Benton Harbor, Mich. - Whirlpool's fourth-quarter earnings rose 19.9 percent to $205 million on improvements in its North American business.
Net sales for the three months, ended Dec. 31, slipped 2 percent to $4.9 billion.
Whirlpool said price hikes, enhanced productivity and increased sales of pricier products led to improved profitability in North America. But those gains were pared by weak global demand, higher raw-materials costs, unfavorable currency fluctuations, significantly higher restructuring expense, and reduced production to work down inventory.
In North America, sales rose 1 percent to $2.6 billion despite a 3 percent decline in unit shipments, reflecting improved product mix and a recent round of price increases. This, plus employee benefit reductions and $96 million recouped from a supplier over quality issues, more than offset lower unit volume, higher material costs and the impact from production slowdowns.
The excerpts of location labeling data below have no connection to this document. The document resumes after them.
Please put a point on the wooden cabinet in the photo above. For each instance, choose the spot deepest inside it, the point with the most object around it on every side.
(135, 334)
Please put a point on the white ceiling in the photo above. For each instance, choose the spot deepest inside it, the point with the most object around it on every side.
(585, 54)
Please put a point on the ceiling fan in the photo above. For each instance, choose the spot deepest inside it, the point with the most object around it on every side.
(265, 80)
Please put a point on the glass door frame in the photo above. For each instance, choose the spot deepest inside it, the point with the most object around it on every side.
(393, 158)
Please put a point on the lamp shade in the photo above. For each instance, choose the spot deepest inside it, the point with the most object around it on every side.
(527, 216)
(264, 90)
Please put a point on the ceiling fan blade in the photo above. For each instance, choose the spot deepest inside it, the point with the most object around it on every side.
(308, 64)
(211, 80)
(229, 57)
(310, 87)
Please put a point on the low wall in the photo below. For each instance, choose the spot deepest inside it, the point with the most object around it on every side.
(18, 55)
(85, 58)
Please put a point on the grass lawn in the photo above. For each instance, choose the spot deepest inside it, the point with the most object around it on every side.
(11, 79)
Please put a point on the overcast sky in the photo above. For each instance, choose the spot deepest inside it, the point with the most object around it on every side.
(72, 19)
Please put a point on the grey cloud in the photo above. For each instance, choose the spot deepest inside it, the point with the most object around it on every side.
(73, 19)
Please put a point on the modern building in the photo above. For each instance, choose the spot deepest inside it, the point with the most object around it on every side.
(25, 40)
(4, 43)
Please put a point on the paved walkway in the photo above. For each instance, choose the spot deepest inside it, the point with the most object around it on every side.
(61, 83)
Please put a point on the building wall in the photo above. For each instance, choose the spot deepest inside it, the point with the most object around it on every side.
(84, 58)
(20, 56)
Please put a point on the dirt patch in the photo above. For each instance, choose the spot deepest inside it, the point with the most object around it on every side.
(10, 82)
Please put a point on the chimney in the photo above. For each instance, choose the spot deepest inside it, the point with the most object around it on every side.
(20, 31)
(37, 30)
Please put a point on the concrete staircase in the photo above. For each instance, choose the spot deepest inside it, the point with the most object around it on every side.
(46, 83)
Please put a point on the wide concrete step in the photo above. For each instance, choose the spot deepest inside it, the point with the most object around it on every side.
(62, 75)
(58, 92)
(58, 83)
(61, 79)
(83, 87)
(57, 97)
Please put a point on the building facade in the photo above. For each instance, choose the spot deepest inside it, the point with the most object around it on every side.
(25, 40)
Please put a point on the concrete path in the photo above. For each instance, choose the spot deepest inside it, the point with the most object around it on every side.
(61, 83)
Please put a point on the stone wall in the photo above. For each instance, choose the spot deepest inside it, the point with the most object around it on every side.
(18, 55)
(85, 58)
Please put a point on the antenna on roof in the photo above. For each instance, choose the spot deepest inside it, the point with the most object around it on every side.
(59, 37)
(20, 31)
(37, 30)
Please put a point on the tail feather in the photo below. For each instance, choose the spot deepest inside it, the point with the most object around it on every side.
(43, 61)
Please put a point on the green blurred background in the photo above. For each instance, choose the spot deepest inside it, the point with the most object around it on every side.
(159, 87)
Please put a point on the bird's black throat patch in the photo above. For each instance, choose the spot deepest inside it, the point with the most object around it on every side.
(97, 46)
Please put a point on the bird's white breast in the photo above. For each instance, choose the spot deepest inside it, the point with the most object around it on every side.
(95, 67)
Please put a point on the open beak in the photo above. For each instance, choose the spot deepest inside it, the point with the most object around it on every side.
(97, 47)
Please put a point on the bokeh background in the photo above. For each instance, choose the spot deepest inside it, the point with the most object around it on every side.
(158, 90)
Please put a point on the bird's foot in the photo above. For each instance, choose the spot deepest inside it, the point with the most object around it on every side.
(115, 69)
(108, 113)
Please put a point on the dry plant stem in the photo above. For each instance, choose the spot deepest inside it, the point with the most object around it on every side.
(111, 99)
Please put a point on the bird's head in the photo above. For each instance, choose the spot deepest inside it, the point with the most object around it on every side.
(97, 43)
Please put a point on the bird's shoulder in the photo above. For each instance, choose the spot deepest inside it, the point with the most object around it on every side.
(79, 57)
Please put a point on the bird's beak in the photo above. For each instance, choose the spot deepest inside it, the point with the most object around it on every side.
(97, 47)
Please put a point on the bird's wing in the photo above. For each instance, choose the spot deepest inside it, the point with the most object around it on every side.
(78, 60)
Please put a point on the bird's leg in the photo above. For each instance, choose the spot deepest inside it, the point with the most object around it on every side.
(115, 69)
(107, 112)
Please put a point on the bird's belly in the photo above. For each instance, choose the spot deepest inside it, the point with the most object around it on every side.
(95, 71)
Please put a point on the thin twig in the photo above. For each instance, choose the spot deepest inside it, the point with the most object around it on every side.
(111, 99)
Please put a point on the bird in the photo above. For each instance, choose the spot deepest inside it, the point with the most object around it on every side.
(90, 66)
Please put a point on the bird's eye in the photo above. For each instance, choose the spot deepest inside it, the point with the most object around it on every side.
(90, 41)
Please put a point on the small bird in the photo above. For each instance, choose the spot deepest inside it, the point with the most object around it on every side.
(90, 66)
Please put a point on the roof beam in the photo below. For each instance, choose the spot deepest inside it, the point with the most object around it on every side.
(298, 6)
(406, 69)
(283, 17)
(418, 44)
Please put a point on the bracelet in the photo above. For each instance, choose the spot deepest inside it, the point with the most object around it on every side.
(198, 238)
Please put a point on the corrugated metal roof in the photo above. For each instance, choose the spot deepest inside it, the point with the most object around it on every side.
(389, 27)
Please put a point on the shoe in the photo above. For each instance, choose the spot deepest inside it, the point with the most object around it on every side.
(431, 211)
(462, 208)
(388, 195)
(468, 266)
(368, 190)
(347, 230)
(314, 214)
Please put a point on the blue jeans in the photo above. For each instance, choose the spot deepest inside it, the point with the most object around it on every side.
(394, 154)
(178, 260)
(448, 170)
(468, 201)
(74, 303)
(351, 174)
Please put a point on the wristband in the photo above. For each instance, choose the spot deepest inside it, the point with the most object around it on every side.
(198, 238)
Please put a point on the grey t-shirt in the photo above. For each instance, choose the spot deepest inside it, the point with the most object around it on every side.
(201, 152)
As a result, operating profit rose 281 percent, to $202 million.
"We exit 2011 with improving product price/mix, significantly lower inventory levels and strong new product innovation," Whirlpool chairman/CEO Jeff Fettig said in a statement. "As we enter 2012, we are executing strong actions to continue to improve operating margins through our cost and capacity reduction initiatives, ongoing productivity programs and previously announced price increases ... These initiatives are the key drivers to improving our operating margins throughout 2012."
For the full year, net sales rose 2 percent to $18.7 billion and net income fell 60 percent to $408 million.
Looking ahead, Fettig said Whirlpool is projecting relatively flat to slightly improving industry demand during the year -- including forecasts of flat to 3 percent industry growth in North America -- and has "planned our business accordingly."